Modern listening habits make the content and structure of the music incidental to whatever else you’re doing at the moment. Who has enough brain space left to notice Beethoven screwing with your expectation of a recapitulation, or the surprise of an avoided cadence, when they’re on the road? Do the heart-wrenching piani in Shostakovich’s quartets have anything like their full effect while you’re out jogging?
Let me ask a corollary question – what music can you think of that might be better suited to this purpose? Can you think of a genre that is relatively simple in structure, message and intent – in other words, that is designed for absorption through background listening?
In this blogger’s humble opinion, the majority of classical music is poorly suited to this kind of “incidental listening”. In a background environment, a classical radio station comes off as broadly “relaxing”, and not much more.
There is music however, that is designed quite intentionally for this kind of listening habit. We call it “popular music". I say this not to disparage the pop or rock genres relative to classical. Rather, I am emphasizing that modern popular music is geared towards a different kind of listening. Background listening has no use for complexity of structure, layers of subtlety or heart-stopping silences. It has great use, on the other hand, for prominent rhythms, repeating "hook" segments, and a simple (ie strophic) structure. Compare if we dare, Arcangelo Corelli’s “da camera” violin sonatas – composed as background music for parties – with his “da chiesa” work which was written to receive more direct attention. Compare the best of Pink Floyd with N’Sync. One of these is designed to be actively listened to, the other passively.
I call this change in listening habits and the consequent change in composition “iPod Listening”, because it is largely the outgrowth of the increasing portability and ubiquity of our music, symbolized by the omnipresent iPod. It is by no means limited to the one device, or even to this generation.
As background music, classical compositions can be little more than “relaxing”. Personally, I cringe whenever I hear that adjective used to describe the panopoly of our genre.
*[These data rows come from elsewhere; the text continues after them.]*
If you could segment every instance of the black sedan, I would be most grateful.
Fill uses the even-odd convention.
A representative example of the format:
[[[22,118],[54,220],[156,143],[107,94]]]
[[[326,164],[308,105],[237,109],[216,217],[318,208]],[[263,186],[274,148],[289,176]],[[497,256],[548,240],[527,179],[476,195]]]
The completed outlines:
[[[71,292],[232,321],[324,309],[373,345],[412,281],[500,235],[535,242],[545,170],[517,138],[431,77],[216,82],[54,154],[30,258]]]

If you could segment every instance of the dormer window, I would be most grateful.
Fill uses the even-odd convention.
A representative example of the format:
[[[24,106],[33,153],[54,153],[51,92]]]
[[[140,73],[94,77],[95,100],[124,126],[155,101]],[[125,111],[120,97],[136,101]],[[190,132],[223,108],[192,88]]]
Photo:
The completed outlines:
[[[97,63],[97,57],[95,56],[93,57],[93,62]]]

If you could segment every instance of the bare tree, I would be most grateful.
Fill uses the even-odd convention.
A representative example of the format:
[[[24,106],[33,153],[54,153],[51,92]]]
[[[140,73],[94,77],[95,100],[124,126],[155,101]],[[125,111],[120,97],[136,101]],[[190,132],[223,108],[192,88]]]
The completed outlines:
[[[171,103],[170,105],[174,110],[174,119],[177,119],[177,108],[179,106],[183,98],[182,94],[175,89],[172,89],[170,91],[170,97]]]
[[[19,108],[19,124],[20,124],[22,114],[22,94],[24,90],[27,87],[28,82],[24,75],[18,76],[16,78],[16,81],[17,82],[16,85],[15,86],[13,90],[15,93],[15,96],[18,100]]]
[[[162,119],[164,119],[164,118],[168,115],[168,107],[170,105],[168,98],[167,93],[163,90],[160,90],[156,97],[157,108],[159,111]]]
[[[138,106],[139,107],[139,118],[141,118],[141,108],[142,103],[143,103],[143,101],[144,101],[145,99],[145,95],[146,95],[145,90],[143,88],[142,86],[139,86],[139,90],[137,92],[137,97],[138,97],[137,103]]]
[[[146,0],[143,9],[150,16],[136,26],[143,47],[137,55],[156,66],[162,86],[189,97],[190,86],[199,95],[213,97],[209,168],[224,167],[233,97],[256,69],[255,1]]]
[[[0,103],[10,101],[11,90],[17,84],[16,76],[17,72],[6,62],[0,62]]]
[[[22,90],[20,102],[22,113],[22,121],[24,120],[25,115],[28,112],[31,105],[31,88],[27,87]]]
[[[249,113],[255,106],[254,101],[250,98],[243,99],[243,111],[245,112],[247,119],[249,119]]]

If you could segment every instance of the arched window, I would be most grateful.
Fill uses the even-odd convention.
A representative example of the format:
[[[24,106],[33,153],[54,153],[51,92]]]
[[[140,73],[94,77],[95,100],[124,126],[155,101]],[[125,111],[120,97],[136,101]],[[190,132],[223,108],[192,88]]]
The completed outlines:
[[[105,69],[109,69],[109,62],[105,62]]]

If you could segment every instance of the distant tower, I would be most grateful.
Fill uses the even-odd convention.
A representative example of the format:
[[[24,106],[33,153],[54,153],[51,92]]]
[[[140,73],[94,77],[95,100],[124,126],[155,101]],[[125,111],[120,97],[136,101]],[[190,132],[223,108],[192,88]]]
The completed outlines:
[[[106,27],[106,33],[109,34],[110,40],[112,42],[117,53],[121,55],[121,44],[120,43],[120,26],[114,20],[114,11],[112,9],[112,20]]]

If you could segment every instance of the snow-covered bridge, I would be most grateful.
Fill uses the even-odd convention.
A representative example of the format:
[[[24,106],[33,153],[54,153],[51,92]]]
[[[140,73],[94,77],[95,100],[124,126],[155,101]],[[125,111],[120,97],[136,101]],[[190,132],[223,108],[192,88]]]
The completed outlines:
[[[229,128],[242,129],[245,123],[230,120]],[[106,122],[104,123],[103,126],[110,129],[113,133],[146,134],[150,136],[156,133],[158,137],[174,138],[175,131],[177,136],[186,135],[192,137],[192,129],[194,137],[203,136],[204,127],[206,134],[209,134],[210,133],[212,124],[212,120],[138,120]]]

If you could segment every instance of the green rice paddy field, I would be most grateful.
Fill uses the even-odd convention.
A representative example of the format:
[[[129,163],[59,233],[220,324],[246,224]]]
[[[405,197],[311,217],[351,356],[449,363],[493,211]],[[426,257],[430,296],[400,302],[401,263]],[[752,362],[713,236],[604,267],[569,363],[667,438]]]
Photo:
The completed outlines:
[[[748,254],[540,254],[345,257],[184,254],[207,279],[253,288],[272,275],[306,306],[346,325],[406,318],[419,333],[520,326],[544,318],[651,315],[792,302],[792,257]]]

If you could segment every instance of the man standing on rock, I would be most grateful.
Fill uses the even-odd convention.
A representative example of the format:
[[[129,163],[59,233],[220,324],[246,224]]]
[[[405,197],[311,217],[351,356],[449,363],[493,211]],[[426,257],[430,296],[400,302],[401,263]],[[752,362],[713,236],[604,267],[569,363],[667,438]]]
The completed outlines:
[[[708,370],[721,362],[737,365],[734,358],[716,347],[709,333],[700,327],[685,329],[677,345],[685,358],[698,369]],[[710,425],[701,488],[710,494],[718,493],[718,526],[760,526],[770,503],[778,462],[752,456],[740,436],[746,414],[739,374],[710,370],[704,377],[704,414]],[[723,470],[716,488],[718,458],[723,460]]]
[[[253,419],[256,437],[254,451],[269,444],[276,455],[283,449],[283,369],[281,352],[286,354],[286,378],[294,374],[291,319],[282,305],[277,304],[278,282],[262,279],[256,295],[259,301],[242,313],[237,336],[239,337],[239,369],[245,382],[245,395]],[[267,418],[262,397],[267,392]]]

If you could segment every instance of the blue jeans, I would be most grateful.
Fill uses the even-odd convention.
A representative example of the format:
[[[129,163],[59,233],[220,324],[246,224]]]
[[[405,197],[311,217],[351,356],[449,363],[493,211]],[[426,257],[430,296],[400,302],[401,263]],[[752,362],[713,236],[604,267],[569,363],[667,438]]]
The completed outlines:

The way I listen to it, classical music is exciting, energized, dramatic, expressive, elemental, full of life and color. It is “edge of your seat” music. It is only rarely “relaxing”. But then, when I listen to classical music, I really sit and listen. When I go to the gym, I listen to pop rock.
So do me a favor when you have a moment. Have a seat in your room (or wherever you keep your sound system), pick out your favorite piece of classical music, and actively listen to it. Resist the urge to fidget, or to otherwise distract yourself. Really pay attention to the piece, how it’s played, how it’s interpreted, and how you respond to it. Focus your entire brain on every aspect of this piece – feel free to hum along if the spirit moves you. If you do this right, you should practically fall out of your seat listening to a pianissimo high note, or want to yell at the conductor for the way he’s playing the piece. Active listening is an experience that demands your full mental resources, and the self-confidence to feel OK about really "getting into it". Give it a try with a piece you love of any genre. When you’re done, try and tell me that the piece was “long”, “boring”, or – god forbid – simply “relaxing”. And then try to go back to "iPod Listening" to see if it's the same effect.